El negocio es una institución de Dios

El negocio es una institución de Dios
Resumen

La dignidad del trabajo es un elemento muy importante para ayudar a las personas a ser responsables y saludables (en todo sentido). Las mujeres del proyecto “Maison Dorcas” (mujeres musulmanas que llegaron a los pies de Cristo) han crecido en confianza y en la estima de sus comunidades porque tienen un trabajo al que ir cada día.

Fuente
Revista VAMOS

“Cuando empezamos este proyecto, cada semana yo decía “Bien, esto es lo que tenemos que hacer, ¿cómo lo hacemos?” Ellas decían, ‘no sabemos. Dinos qué hacer y lo haremos’, y yo volvía a decir ‘¡No, este es su proyecto!’” No me di cuenta de cuán poca confianza y cuánto miedo tenían de tomar la responsabilidad de tomar decisiones. Así que comenzamos con pequeñas responsabilidades como ‘tú encárgate de las cosas esta semana y asegúrate que el piso esté barrido’. Poco a poco ellas comenzaron a estar más dispuestas a llegar un poco más lejos y fueron capaces de manejar más y más por su cuenta”, dice Janet.

Janet recomienda que un misionero tenga experiencia real de trabajo en el negocio que piensan empezar.

“Yo tenía el corazón pero no las habilidades para crear un negocio exitoso. Nos hemos confundido a lo largo de 20 años; quizás hubiera sido mejor tener a alguien con más sentido común que yo en los negocios, pero Dios, ha sido fiel y nos ha bendecido”, confiesa Janet.

Una lección que ella aprendió a la mala es a contratar personas que serán los mejores empleados y no aquellos que necesitan un trabajo. “Esto realmente trajo el negocio abajo, porque yo quería ayudar a ciertas personas y ellos no resultaron ser buenos empleados.

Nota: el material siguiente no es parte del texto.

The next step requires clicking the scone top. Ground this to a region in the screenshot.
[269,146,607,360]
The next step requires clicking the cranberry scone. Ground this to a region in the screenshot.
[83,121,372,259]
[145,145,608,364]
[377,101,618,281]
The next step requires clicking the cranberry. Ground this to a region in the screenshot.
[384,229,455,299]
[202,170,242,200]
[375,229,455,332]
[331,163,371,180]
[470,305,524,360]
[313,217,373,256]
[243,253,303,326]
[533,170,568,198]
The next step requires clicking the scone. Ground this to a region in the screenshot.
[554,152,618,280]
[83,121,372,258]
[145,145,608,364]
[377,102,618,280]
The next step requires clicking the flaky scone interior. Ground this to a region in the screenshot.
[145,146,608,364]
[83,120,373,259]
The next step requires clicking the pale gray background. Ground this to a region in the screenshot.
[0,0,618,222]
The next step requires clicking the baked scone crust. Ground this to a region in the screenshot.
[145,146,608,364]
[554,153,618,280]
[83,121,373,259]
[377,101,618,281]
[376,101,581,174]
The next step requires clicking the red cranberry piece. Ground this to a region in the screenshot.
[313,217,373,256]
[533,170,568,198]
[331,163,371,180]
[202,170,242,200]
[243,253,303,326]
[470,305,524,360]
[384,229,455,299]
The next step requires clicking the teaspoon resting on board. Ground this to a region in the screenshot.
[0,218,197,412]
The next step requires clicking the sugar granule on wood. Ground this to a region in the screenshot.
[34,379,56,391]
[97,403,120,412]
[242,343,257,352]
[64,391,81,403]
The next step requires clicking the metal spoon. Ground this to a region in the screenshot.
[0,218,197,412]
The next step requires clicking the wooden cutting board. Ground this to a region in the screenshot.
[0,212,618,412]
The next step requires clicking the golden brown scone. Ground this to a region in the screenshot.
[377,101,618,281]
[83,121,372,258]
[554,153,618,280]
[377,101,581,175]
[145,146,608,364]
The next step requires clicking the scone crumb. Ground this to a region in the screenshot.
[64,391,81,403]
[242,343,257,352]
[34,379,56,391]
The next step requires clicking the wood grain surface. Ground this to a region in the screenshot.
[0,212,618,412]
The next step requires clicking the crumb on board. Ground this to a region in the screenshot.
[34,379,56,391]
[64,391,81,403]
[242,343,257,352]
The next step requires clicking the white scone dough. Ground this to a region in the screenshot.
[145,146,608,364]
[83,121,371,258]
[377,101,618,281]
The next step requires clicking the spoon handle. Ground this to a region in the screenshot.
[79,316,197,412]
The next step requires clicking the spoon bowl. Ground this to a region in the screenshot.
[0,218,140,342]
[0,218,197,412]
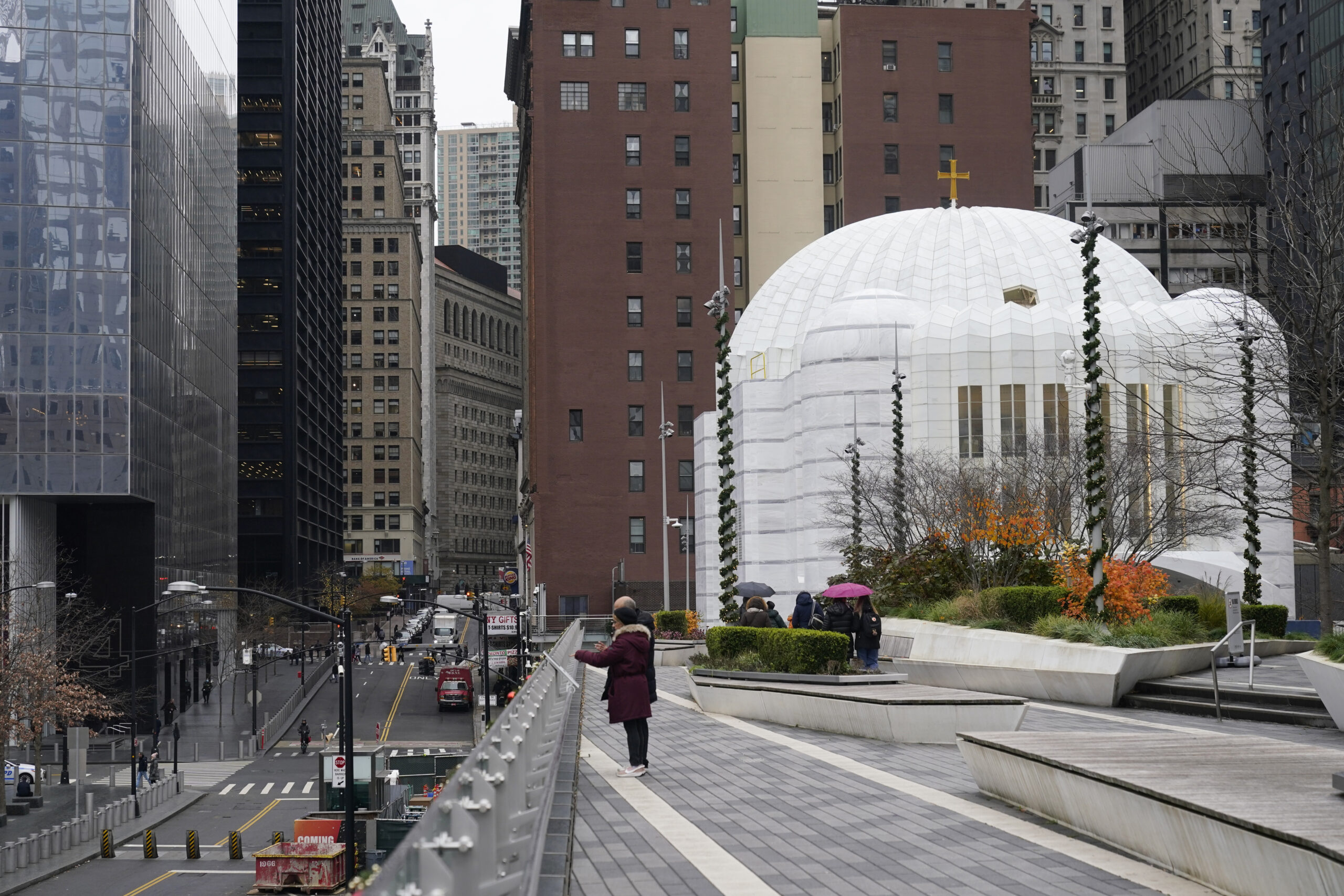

Pero pensaba que por ser una compañía de ministerio cristiano, era mal testimonio despedirlos. Debería haberlo hecho de todas maneras, y ahora sí lo hago, después de muchos años de pagar el precio”, dice ella.

Janet considera un privilegio ver a estas mujeres crecer en su fe en Dios y en su confianza en las habilidades que Él les ha dado.

Toma mucho tiempo. “Dios cura el dolor pasado y el desánimo en las vidas de estas mujeres, pero toma tiempo y paciencia, así como el amor de nuestros compañeros creyentes. Estas mujeres se han convertido en una familia la una para la otra, y por la seguridad y amor en esa familia, ellas están desarrollando el coraje para probar cosas nuevas y creer que Dios las ayudará a tener éxito”, dice Janet y añade, “Dios no nos ha dado un espíritu de temor sino de poder, amor y disciplina.”